On est tenté alors de ne pas répondre. Tel Perceval chez le Roi Pêcheur, on est à deux doigts d’ignorer cet appel, de ne pas poser les bonnes questions, de répondre «Ah? Mouais, je vais plutôt reprendre de cette délicieuse Troubadour westkust». On le sait, la révélation peut être trop brutale. Galaad perdit la vie en plongeant les yeux au fond du calice.

Et quel geste héroïque ce serait !

«Et les jeunes, y avait de la Spencer chez Cash boisson

«Non? Trop fort! T’en as eu combien?»

«Aucune. Le mystère avant tout. Comptez pas sur moi pour sombrer dans cette facilité navrante. On se boit une westkust

Mais héros incompris, probablement.

Aucune réponse et tout le monde qui filerait chercher la dixième trappiste en s’inquiétant à haute voix pour notre santé mentale.

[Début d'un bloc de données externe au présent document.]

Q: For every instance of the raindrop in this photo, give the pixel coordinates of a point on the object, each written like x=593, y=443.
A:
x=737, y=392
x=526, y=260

Alors soit, on cède, à peine réjouit par la limitation à trois bouteilles, mais trépignant une fois le pas franchi d’annoncer la nouvelle! «J’ai de la Spencer! De la Spencer nom de…!» Un peu la même joie que lorsque l’AIT aime nos articles sur Facebook. Le sentiment d’avoir déjà un peu réussi sa vie. Celui qui vous anime lorsqu’on vous tend votre permis alors que vous avez franchi deux lignes continues ou que vous lisez votre nom dans les reçus d’un concours passé dix fois. Ce sera fugace, mais c’est bon.

Et c’est cette euphorie passagère qui vous fait renier tout ce que vous pensiez défendre. Vous êtes à deux doigts d’acheter une caisse de Chimay bleue, juste parce que l’abbaye a réédité les bouteilles originales de 1956, la capsule permettant seule de différencier les breuvages. Quelles canailles ces moines de Scourmont. Çà va qu’ils font vivre une région des Ardennes à eux seuls…

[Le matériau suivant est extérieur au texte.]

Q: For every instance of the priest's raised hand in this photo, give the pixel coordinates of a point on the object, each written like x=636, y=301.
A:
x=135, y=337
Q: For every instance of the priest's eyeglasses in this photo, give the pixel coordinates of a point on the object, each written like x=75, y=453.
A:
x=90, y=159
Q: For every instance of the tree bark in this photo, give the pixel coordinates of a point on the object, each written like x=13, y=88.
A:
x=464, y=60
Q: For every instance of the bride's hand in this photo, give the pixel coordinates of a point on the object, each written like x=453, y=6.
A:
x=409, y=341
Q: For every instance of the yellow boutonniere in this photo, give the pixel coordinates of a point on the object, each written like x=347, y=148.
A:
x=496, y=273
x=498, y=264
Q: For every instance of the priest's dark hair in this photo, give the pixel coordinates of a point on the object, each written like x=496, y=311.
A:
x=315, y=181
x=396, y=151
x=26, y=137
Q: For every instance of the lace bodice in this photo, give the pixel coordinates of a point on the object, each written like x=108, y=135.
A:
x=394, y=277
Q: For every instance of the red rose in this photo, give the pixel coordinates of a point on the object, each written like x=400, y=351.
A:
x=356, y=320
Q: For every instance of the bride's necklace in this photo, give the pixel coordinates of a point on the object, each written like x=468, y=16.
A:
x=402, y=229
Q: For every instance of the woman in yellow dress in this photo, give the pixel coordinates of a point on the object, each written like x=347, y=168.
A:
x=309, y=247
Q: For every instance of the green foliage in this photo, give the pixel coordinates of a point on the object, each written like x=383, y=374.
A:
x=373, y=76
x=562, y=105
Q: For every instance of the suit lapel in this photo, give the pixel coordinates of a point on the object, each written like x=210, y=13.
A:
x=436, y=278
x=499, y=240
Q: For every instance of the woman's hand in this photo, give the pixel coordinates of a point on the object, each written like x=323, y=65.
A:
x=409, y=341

Mais bon, à 40 euros la caisse, pour au final la ramener et récupérer 10 centimes de consigne par canette, la raison s’impose tout de même. Nous craquons toutefois sur la seconde nouveauté Chimay. Une Grande Réserve 2015 élevée en fûts de bois. La bouteille coûte là encore de quoi faire vivre la communauté de Scourmont pendant une année entière, réveillons compris, sauf que là c’est vraiment nouveau.

Alors que valent ces bières? Ces nouvelles trappistes?

Elles sont évidemment très différentes.

Spencer

La Spencer est trouble, sa mousse est bien dense même si elle ne tient pas dans le verre calice recommandé. Au nez on trouve la levure fraîche, elle rappelle alors un peu la Westvleteren 6. En bouche elle est légère, l’amertume est marquée en entrée, c’est cette fois l’Orval qui vient à l’esprit. Mais ensuite elle laisse peu de saveur, développe peu d’identité et s’efface très vite des papilles.

Bref, dit autrement :

«C’est une bière à boire après avoir monté un mur de parpaings en plein soleil.»

«C’est idéal à la pression dans un mariage pour picoler toute la nuit.»

Vous commencez à cerner le produit?

Rien à voir en tout cas avec la Chimay grande réserve élevée en fûts de bois.

chimay fut-1

Au nez on est sur du vieux champagne, de la banane. On retrouve un peu cette dernière au goût. C’est rond, très nourrissant, et finalement on s’oriente plutôt sur des arômes de vieux rhum un peu vanillé.

Plus clair?

«C’est une alternative très crédible à la plupart des digestifs que contient votre bar.»

«Boire la bouteille seul au petit-déjeuner permet de s’abstenir tranquillement de tout repas les 24 heures suivantes.»

Une blonde très agréable donc mais qui manque un peu de caractère, et une brune originale et à la saveur très prononcée mais rapidement un peu écœurante.

Au point où nous en sommes alors, maintenant goûtons les toutes!

Il nous reste une ou deux autrichiennes inconnues, mais nous les savons à portée de clic.

Et puisqu’il suffit apparemment d’en parler pour voir nos vœux s’exaucer, nous rappelons ici que nous ne savons toujours pas comment nous procurer des Tre Fontane.

De toute façon, il restera forcément toujours des découvertes à faire et des bières dont rêver. 160 abbayes trappistes disséminées dans le monde ne brassent pas encore.

Mais il se dit que deux seraient sur le point de passer à l’acte.